E foi pensando nisso, que compreendi o porquê
de que, quando duas ou mais pessoas se encontram, uma prosinha descontraída é
inevitável. Quer seja na esquina, na praça, no boteco, no churrasco, na
pescaria, no jogo de futebol ou no barbeiro, lá estão os contadores de causos
ou vantagens como, por exemplo, as estórias de pescadores.
Na retina dos meus olhos, revejo a cena
ocorrida na “Barbearia do Silveira”. Antes, porém, é preciso dizer que o “seu”
Silveira era um contador de estória e, pelos quatro cantos, arrotava sua valentia.
Por essa razão, a barbearia estava sempre cheia, pois todos gostavam de ouvir as
deliciosas lorotas, daquele habilidoso profissional.
Ele dizia, sem ficar vermelho, que laçara um
boi bravio e o segurara na unha; nas matas da Fazenda Suiça, lutara a noite
inteira com uma onça enorme, até ela jogar a toalha e se dar por vencida; na
mira da sua espingarda cartucheira, até Virgulino Ferreira da Silva, o lendário
cangaceiro Lampião, tremia feito vara verde.
“Seu”’ Silveira colocava tanto ênfase na
estória, que era difícil de não acreditar. Valente como o *Coronel Pantaleão, só
faltava ele perguntar para sua esposa: “É mentira Terta?”. E ela, por demais
obediente, respondia: “É verdade.”
Normalmente os clientes iam sábados, por ser
final de semana. Mas um dia, a vida - aquela caixinha de surpresas -, iria
pregar-lhe uma peça. Dito e feito. Lá estava fazendo a barba de um assíduo cliente
e com a barbearia lotada, não deixava de contar suas longas estórias de
valentia.
De repente ali chegou “Chiquinho Dedo Mole”
um Sergipano arretado, que não levava desaforo para casa. Aquele homem, aos
berros e com uma Garrucha em punho, apontada para “seu” Silveira, foi logo dizendo:
“Silveira,
cabra
safado, hoje em vim aqui, disposto a acertar aquela velha pendenga.”
O valentão empalideceu, suava frio, emudecera
e a mão tremula denunciava o pavor em que se encontrava.

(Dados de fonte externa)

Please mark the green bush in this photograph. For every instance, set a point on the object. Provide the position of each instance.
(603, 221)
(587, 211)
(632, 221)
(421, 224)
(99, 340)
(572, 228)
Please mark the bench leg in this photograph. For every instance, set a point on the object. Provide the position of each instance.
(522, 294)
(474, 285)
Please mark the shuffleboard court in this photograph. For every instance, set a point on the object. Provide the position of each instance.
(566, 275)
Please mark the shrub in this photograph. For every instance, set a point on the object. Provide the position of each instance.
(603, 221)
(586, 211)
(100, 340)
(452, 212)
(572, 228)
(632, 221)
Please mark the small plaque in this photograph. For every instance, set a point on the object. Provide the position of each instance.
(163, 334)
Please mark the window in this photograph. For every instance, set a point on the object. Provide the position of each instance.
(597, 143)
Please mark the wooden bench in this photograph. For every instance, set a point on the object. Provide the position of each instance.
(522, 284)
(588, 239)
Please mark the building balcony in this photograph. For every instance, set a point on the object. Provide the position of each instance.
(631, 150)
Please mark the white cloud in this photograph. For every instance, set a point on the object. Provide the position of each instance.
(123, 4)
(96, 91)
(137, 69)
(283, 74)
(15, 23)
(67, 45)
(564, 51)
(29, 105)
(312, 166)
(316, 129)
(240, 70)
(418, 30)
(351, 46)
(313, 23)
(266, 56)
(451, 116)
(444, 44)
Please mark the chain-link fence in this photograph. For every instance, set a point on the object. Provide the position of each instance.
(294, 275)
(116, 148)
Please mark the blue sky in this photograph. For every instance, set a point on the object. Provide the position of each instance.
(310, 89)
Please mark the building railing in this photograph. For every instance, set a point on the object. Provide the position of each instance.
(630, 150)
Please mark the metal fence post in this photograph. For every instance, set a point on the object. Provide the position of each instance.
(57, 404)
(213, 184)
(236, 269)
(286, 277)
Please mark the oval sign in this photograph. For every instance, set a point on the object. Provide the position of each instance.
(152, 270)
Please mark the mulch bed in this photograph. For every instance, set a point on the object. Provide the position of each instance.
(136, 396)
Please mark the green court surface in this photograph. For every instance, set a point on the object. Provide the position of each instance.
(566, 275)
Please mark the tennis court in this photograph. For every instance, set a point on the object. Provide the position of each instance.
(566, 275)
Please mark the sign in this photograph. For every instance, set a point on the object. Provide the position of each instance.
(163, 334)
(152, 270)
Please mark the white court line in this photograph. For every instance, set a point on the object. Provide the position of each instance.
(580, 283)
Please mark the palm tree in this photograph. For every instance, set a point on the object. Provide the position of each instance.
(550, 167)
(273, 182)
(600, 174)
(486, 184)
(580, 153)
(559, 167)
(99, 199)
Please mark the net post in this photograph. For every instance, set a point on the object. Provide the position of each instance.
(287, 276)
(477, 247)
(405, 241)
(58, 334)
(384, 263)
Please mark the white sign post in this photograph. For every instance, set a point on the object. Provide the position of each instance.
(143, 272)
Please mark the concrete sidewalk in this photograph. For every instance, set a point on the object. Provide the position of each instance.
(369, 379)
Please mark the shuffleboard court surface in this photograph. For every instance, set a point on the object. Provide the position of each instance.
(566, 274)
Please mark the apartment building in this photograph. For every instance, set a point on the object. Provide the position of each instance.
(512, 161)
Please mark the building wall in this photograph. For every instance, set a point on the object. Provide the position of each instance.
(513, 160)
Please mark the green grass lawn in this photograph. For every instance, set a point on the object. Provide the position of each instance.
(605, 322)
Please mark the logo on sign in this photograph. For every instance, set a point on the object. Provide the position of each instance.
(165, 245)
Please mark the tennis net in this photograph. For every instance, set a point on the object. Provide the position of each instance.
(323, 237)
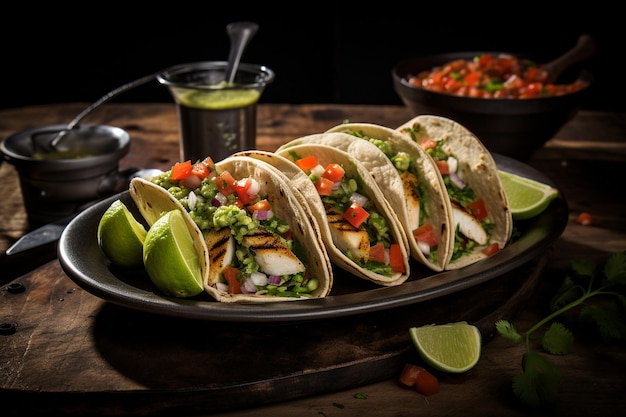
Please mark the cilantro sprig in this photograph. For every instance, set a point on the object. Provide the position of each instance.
(592, 293)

Os clientes que
aguardavam a vez pediam ajuda a todos os Santos de plantão.
Na rua começava a se formar uma aglomeração
de curiosos. O suspense era geral. Será
que Silveira iria por suas habilidades de homem macho em prática e provar que
suas estórias não passavam de lorotas?
O cliente com o rosto e o pescoço ensaboados.
A navalha na carne, ou melhor, garganta, o infeliz do cliente, que estava
sentado na cadeira giratória, só pedia a Deus para sair vivo dali. Pensava ele:
“Por
que fui escolhido para tamanho infortúnio?”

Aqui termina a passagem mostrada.